LA PROSTITUTA


Aquel día podría haber sido como otros. Pero no fue así. Ella, Nadia –y el nombre importa poco-, se había levantado a la misma hora de todos los días, casi a la hora del almuerzo, pues como todos los días, llegaba a casa no antes de las cinco de la madrugada, después de atender a los clientes que frecuentan el Club de alterne donde ella trabajaba cada día, desde que llegó de Rusia, su país de nacimiento.
Nadia, luego de darse una ducha de agua fría –era costumbre en ella desde que llegó a estas tierras-, vistió su hermosísima desnudez con un albornoz de color rosa que le había regalado unos meses atrás Antonio, su amante y proxeneta. Después de abrir la puerta del baño para que el vaho del espejo desapareciera, quedó inmóvil frente a su propio rostro. Se miró intensamente a los ojos, como si fuera la primera vez que se veía a sí misma frente a un espejo, como si no se reconociera en aquellos rasgos de su cara, de sus áureos cabellos, de sus carnosos y pálidos labios, de sus pronunciados pómulos, de su tersa piel, de sus largas pestañas…Pero Nadia estaba allí, mirándose en el espejo, como una tonta, como si al hacerlo de aquella forma una paz extraña se apoderara de ella. Pero Nadia, un día más, se hallaba sola. Sólo ella y sus sueños, y sus fantasmas, y el miedo.
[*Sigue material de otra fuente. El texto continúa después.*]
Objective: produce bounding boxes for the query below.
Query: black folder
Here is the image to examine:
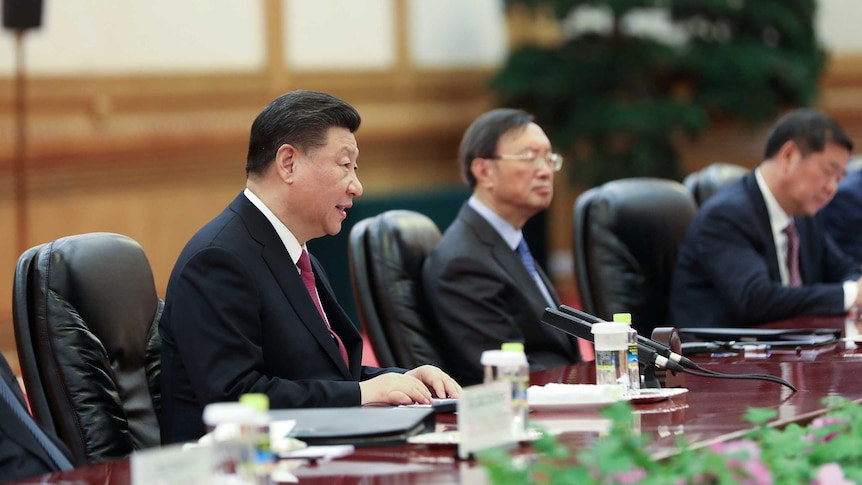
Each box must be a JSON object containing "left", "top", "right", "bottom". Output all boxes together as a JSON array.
[{"left": 269, "top": 407, "right": 435, "bottom": 446}]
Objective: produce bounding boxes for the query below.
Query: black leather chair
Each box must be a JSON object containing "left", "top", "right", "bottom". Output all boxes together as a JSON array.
[
  {"left": 682, "top": 162, "right": 748, "bottom": 207},
  {"left": 13, "top": 233, "right": 164, "bottom": 465},
  {"left": 349, "top": 210, "right": 443, "bottom": 369},
  {"left": 573, "top": 178, "right": 697, "bottom": 337}
]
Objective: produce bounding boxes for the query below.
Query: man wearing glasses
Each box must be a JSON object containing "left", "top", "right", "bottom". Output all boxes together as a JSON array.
[{"left": 423, "top": 108, "right": 579, "bottom": 385}]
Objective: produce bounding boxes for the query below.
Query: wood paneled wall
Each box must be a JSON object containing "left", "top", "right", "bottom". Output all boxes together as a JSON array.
[{"left": 0, "top": 46, "right": 862, "bottom": 350}]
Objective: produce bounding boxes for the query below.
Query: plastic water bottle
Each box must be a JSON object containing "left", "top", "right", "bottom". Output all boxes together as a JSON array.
[
  {"left": 203, "top": 402, "right": 258, "bottom": 484},
  {"left": 239, "top": 393, "right": 276, "bottom": 469},
  {"left": 614, "top": 313, "right": 641, "bottom": 395},
  {"left": 592, "top": 322, "right": 631, "bottom": 392},
  {"left": 481, "top": 342, "right": 530, "bottom": 440},
  {"left": 203, "top": 394, "right": 275, "bottom": 485}
]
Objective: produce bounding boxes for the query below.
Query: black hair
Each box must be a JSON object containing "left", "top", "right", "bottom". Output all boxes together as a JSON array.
[
  {"left": 763, "top": 108, "right": 853, "bottom": 160},
  {"left": 245, "top": 89, "right": 362, "bottom": 174},
  {"left": 458, "top": 108, "right": 533, "bottom": 188}
]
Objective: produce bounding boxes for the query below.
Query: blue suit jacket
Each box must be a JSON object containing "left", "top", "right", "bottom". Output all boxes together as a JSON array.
[
  {"left": 159, "top": 194, "right": 404, "bottom": 443},
  {"left": 817, "top": 170, "right": 862, "bottom": 263},
  {"left": 0, "top": 355, "right": 71, "bottom": 483},
  {"left": 422, "top": 203, "right": 580, "bottom": 385},
  {"left": 670, "top": 172, "right": 859, "bottom": 327}
]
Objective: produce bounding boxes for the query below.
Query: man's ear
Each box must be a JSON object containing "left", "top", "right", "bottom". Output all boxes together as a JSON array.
[
  {"left": 775, "top": 140, "right": 802, "bottom": 172},
  {"left": 470, "top": 157, "right": 491, "bottom": 185},
  {"left": 280, "top": 143, "right": 300, "bottom": 183}
]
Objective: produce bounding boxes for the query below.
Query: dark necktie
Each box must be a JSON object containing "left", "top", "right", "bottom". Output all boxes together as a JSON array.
[
  {"left": 784, "top": 221, "right": 802, "bottom": 286},
  {"left": 515, "top": 238, "right": 557, "bottom": 307},
  {"left": 296, "top": 249, "right": 350, "bottom": 367},
  {"left": 516, "top": 239, "right": 539, "bottom": 278},
  {"left": 0, "top": 379, "right": 74, "bottom": 470}
]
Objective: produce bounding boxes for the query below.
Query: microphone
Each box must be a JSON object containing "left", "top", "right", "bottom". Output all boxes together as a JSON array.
[
  {"left": 560, "top": 305, "right": 700, "bottom": 369},
  {"left": 542, "top": 307, "right": 683, "bottom": 372}
]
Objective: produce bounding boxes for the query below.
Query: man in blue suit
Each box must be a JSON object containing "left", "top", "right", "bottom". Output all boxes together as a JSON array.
[
  {"left": 159, "top": 90, "right": 460, "bottom": 443},
  {"left": 422, "top": 108, "right": 580, "bottom": 385},
  {"left": 670, "top": 109, "right": 862, "bottom": 327},
  {"left": 817, "top": 170, "right": 862, "bottom": 264}
]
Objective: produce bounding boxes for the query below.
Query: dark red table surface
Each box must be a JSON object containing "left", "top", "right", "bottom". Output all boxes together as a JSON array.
[{"left": 10, "top": 316, "right": 862, "bottom": 485}]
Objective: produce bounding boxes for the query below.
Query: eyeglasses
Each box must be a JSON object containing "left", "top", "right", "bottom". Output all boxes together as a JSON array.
[{"left": 487, "top": 152, "right": 563, "bottom": 172}]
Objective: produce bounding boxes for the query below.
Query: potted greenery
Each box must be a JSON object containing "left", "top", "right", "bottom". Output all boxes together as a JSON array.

Nadia, entonces, como una autómata se maquilló rápidamente: un poco de crema en la cara, el rimel para las pestañas, el lápiz negro para el borde de los párpados y un ligero cogido para el pelo. Ya en la habitación, Nadia escogería el conjunto de lencería más sexy, una minifalda y una camiseta escotada; comería junto a otras compañeras de oficio en el bar de la esquina y de nuevo, a la misma hora de todos los días, al Club, a esperar, como siempre, que llegue la noche y con ella sus vampiros. Y ella, Nadia, se acomodará al placer de los hombres, hasta la extenuación.
Aquel día podría haber sido como otros. Pero no fue así. Nadie volvió a su casa acompañada de Antonio, y sin saber por qué, tras pasar la Puerta ocho de la Primera planta del Edificio A, el cuchillo jamonero que escondía entre su ropa su amante y proxeneta, le atravesó el corazón, como un poseso el cuchillo entró y salió del cuerpo de Nadia hasta diez veces. Nadia cayó al suelo y llevándose las manos al pecho sintió que la sangre le quemaba las manos, la vida entera. Luego, un gran silencio, la nada.
Aquel día podría haber sido como otros. Pero no fue así. Nadia volvió definitivamente a casa, para siempre, para siempre.